Predick, K. I. 2002. The importance of flood regime for tree growth and shrub productivity on the Wisconsin River floodplain and uplands. MS Thesis, University of Wisconsin, Madison.

Large river floodplains are diverse systems that provide a variety of ecosystem services. Productivity in floodplains may be highly influenced by flood regime and the flood tolerance of individual species, but relatively few studies have directly tested for such effects. We studied tree growth and shrub productivity in leveed and unleveed areas of the Wisconsin River floodplain and in upland forests to address two questions:  (1) How do tree growth rates and shrub productivity in floodplain forests of the Wisconsin River vary with flood regime and compare to upland tree growth? (2) What is the relationship between flood occurrence and the growth rate of flood-tolerant and flood-intolerant tree species?  This was assessed using tree increment cores to determine annual growth rates.  Mean annual basal area increment (BAI) between 1996 and 2000 of floodplain forest stands was ~300 mm2/m2/year, and reduction of flood regime by levees did not influence tree growth rates. Furthermore, mean BAI and relative basal area increment (RBAI) did not differ between floodplain and upland forest stands, although species composition differed.  Aboveground net primary production of the dominant shrub (Zanthoxylum americanum) ranged from 2  to 117 g/ m2/year and was significantly reduced by levees.
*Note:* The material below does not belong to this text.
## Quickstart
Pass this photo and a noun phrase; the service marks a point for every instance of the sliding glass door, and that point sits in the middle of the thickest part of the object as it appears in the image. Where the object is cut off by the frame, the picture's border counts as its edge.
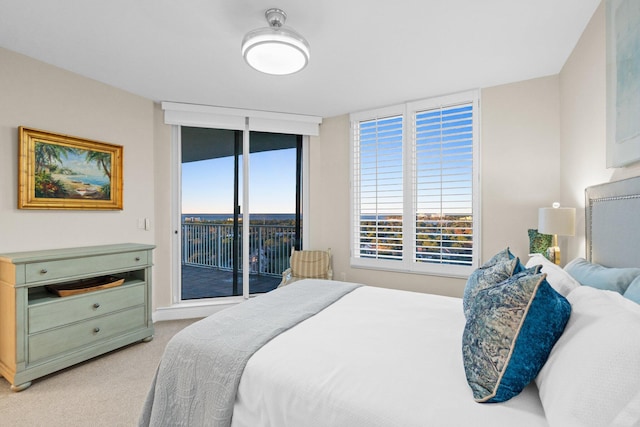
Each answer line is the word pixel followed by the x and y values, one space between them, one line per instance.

The five-year (1996-2000) average annual BAI and RBAI of individual trees differed significantly among species (1190 mm2/yr for Fraxinus pennsylvanica, 1892 mm2/yr for Betula nigra, and 2913 mm2/yr for Quercus velutina and ellipsoidalis.. These results suggest that, although species occurrence and community composition may vary with flood regime, tree growth rates are minimally influenced by location relative to the floodplain or levees. Setback levees on the Wisconsin River floodplain do not appear to be altering tree productivity.